Modeling Spanish Mossgreenspun.com : LUSENET : ACL and SAL Railroads Historical Society : One Thread
Dumb question I guess, but since Spanish moss is common to many regions served by the ACL and SAL, I was curious if anyone has ever developed a way to convincingly model the stuff?
In order to keep this ACL/SAL related, I recall seeing an old article on the ACL's ongoing battle with spanish moss down in Florida. Seems the stuff grew like crazy on the telegraph/signal line poles. One of the additional duties of an ACL signal man in southwest Florida was to travel his section of railroad and remove spanish moss from lineside poles before it grew too thick. Vaguely seem to recall reading that if left unchecked it could grow to the point of making "weaker" poles top heavy resulting in the pole falling over. Also wonder if wet moss lying across two or more wires could weaken or short ciruit the electrical signal on uninsulated lines? I'll try to locate the article for anyone interested.
-- Buddy Hill (palmettoLTD@hotmail.com), August 20, 2002
Again, thanks to all for the suggestions. Sounds like dryer lint is the way to go.
-- Buddy Hill (palmettoLTD@hotmail.com), August 29, 2002.
I posted your question on a message board for the Southeast Region of NMRA - here are the responses. Hope it helps.

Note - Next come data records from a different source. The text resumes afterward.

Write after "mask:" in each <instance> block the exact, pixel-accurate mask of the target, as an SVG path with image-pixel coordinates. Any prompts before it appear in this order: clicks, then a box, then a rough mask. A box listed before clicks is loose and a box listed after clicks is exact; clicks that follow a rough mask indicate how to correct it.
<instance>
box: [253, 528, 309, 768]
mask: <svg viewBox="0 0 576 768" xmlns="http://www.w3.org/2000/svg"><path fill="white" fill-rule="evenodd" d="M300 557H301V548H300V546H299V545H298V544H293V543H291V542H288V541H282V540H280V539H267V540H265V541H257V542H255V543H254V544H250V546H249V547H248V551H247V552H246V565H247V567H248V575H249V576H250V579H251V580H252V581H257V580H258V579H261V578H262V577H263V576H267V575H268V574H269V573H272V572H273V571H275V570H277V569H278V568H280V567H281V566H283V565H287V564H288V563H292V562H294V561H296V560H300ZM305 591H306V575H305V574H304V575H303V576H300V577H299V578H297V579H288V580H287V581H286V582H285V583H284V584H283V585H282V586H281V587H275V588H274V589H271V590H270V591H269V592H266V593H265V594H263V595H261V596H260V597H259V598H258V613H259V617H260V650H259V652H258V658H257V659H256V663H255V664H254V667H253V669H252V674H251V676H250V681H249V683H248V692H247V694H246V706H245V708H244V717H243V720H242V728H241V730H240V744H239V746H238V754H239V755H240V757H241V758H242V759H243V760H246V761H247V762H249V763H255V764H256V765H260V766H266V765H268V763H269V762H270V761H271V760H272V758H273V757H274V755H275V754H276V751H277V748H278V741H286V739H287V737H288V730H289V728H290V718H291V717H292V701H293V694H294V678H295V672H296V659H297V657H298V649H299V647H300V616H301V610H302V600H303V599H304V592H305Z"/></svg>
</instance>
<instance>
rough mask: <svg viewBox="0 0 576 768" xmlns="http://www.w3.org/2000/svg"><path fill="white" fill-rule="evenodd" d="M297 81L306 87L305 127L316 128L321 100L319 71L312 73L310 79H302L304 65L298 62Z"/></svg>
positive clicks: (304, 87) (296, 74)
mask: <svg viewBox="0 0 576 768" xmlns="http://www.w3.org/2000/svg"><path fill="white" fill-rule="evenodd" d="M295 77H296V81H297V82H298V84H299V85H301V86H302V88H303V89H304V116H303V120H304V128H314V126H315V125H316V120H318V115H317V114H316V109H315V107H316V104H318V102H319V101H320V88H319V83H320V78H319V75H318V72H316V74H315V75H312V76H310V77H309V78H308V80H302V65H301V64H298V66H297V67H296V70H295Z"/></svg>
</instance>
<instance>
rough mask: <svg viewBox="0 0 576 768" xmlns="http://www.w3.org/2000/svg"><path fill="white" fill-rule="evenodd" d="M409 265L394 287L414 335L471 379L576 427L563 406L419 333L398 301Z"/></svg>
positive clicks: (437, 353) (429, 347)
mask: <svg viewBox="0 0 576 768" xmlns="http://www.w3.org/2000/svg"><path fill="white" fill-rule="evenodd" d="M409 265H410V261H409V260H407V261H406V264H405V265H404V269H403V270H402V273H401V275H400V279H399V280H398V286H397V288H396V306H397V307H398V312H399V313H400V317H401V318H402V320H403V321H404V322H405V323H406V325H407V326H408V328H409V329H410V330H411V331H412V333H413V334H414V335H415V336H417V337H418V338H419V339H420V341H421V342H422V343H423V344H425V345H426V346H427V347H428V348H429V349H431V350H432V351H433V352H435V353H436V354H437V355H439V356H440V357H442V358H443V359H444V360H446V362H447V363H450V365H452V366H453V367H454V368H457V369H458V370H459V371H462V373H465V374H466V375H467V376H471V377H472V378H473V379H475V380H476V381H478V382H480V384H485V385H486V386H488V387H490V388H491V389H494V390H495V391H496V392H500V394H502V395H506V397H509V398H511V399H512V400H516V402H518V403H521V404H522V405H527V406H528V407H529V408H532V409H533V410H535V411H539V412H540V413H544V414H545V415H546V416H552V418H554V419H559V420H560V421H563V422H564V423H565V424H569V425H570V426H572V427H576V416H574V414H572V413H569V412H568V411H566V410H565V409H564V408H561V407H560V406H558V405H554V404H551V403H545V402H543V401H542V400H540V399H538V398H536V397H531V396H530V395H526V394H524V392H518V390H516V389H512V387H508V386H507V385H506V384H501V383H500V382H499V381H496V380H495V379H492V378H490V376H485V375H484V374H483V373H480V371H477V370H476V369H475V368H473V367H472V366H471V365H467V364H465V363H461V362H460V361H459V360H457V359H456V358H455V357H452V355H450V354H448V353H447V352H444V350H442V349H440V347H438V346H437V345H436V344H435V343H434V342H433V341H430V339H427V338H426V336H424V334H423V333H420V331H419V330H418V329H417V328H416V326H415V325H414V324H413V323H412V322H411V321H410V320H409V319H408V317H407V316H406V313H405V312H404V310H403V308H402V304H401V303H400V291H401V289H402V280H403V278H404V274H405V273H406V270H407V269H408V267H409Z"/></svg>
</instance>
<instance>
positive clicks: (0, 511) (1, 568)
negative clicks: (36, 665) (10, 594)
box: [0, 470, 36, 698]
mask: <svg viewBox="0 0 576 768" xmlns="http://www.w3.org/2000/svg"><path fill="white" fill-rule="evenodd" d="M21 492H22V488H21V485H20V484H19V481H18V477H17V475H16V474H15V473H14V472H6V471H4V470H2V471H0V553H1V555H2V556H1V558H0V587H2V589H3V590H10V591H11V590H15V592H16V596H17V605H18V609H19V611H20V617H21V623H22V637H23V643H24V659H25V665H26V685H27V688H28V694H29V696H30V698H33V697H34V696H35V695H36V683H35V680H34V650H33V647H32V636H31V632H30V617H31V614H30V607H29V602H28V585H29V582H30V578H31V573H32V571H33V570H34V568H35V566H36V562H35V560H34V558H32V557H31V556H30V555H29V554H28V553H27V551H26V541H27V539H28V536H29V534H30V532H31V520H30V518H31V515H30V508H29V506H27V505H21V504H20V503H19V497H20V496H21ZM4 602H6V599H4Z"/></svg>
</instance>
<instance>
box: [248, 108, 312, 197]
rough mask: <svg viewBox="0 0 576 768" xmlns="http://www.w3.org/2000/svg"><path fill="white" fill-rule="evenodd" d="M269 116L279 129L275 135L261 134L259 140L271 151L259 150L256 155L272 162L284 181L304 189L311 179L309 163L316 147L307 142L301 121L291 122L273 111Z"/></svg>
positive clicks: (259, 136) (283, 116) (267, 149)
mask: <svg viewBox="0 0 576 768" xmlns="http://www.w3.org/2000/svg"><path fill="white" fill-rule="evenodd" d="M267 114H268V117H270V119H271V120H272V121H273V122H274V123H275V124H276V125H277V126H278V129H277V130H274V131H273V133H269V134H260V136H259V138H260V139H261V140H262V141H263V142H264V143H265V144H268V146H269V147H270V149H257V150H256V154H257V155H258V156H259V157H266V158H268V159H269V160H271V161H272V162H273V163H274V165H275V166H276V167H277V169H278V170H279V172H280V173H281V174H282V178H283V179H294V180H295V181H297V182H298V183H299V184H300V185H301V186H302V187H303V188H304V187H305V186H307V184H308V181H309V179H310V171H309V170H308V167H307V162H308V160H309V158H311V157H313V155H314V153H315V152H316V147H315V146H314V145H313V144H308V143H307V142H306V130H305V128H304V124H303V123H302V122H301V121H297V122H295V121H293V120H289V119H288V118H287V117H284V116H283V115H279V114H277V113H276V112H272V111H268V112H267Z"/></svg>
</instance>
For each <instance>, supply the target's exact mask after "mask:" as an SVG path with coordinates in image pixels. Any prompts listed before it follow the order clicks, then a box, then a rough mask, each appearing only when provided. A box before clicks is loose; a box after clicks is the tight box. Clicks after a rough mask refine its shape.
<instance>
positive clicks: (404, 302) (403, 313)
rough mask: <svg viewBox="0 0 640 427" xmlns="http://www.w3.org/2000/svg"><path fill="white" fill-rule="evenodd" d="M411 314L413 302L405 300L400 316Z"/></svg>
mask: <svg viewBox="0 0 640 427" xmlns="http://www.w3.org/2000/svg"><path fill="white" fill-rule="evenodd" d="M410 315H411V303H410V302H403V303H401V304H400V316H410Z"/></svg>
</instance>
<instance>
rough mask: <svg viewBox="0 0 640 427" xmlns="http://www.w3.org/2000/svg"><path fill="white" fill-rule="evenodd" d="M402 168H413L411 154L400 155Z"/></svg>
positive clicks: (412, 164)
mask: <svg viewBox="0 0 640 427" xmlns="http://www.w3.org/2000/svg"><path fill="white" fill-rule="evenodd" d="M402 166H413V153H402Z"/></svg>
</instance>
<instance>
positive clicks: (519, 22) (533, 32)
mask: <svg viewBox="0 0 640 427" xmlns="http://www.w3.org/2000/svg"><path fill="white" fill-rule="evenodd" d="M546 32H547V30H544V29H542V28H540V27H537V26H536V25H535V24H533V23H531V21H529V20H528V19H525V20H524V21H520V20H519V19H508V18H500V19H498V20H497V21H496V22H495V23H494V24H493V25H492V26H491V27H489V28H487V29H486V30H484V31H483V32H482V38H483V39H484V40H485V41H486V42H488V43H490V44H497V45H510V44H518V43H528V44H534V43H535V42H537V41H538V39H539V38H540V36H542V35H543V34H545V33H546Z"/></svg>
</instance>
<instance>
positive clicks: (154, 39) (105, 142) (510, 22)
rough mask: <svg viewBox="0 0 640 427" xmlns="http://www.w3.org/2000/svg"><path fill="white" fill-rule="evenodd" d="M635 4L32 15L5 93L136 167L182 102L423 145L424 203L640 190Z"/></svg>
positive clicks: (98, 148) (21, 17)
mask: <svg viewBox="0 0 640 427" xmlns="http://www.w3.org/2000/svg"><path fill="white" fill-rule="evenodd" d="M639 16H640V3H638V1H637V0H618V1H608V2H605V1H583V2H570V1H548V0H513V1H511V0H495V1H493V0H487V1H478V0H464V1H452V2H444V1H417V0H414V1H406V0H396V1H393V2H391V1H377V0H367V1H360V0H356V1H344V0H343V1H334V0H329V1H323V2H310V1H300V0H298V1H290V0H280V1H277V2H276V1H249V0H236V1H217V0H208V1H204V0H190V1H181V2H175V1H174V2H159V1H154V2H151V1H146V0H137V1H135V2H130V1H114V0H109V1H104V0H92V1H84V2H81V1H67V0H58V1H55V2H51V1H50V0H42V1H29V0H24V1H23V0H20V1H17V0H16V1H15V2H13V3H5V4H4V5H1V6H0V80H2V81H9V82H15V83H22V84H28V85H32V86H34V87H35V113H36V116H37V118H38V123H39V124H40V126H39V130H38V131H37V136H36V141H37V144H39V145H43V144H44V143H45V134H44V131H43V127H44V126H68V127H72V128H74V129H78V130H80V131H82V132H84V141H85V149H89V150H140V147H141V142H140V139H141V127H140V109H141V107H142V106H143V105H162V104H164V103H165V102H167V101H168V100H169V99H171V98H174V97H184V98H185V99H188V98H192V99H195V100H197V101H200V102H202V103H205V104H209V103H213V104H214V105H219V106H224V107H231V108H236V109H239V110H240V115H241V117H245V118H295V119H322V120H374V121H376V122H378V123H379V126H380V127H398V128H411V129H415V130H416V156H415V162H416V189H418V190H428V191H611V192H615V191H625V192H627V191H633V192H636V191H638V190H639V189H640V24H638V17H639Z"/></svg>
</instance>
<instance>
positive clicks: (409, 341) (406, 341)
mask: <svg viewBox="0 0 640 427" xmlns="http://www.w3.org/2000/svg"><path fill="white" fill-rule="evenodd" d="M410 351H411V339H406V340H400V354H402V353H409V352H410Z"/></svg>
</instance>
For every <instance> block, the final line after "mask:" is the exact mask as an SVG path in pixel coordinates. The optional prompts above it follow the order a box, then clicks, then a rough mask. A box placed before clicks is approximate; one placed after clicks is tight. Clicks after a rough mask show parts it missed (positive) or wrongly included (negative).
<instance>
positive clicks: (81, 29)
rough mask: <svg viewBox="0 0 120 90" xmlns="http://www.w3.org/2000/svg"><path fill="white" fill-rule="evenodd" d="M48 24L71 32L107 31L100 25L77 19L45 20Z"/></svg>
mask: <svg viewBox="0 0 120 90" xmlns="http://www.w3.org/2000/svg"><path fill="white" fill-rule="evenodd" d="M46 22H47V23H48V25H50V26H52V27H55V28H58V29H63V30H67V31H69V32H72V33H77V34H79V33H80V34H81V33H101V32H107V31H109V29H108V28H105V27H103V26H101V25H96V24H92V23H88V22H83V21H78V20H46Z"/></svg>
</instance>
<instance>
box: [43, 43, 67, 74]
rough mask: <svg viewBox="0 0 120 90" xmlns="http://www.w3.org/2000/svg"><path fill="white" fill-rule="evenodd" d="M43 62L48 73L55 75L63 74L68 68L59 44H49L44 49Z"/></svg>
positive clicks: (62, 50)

Excellent review of techniques...What about filter floss? Perhaps not the floss used for home systems, but rather aquaria? I think it might be too thick, but it might work. ------ I just happen to be experimenting with Spanish Moss and Cypress Trees...
Results so far:
Cotton balls: far too course for HO, but can pass in O scale. Coloring cotton balls is tough and its hard to get the color right. Doesn't drape as well as I would like. This technique: B-
Steel Wool: Drapes very well. Tests show that it gives a very good resemblence to Moss. Problem is that it rusts. In order to get it coated you have to put paint on in such thick quantities that it kills the appearance. Also it falls apart and leaves metal filings for motors.
Damage to the locos is not acceptable, but Kudzu made this way looks VERY realistic.
Dryer Lint: Drapes very well, looks very realistic, color can be matched dead on. Problem is you have to produce it. I washed my grey t-shirts and sweat pants on high heat after washing them...be sure to THOROUGHLY clean the lint trap or you will get color flecks in the moss. I glue the moss both directly to the tree limbs in clumps, and also to fine brown tread to resemble vines. After the glue dries I mist the tree with water just enough to wet the moss and make it drip. Effect is very good, but getting the right color is hard.
-- Bill Parks (email@example.com), August 26, 2002.
At the Florida State Museum in Tallahassee you'll see a beautiful HO scale diorama of Silver Springs circa 1902- the steamboats, the two railroads and the structures. The cypress trees are draped in Spanish moss. Russ Oder and I went to the Museum's workshop when the display was under construction to see how it was done- and I used the technique on the Gateway Club in Jacksonville. Send me an e-mail for information. It's ordinary cotton; the method is pretty simple, though
-- Larry Brennan (LPBrennan@aol.com), August 25, 2002.
Good question and something I have been wondering about for awhile. I have never tried this but 000 steel wool might work and it's about the right color. By using a strong magnet, you could could get the strands to point straight down and then spray them with dull clear coat to keep them that way. If anyone has success with this, let me know.
-- Jim Coviello (firstname.lastname@example.org), August 23, 2002.
Thanks guys. I remember reading that article. The cotton ball fibers seem a little too long for HO scale. I've been trying to find a source of shorter fibers. This may sound crazy but dryer lint looks like it might have potential as a spanish moss stand in - esp. for HO scale.
-- Buddy Hill (palmettoLTD@hotmail.com), August 21, 2002.
Buddy, I can not speak from experience but an article by Bob Miller in the May 1991 Model Railroader on modeling a Florida swamp suggests using “plan old cotton balls” dyed and then formed on the tree.
-- Rob Jones (Botein@aol.com), August 20, 2002.
I grew up around the stuff, and had a thought on modeling it. Try spray painting some shredded cotton balls with medium grey paint. I am betting it will look like real spanish moss.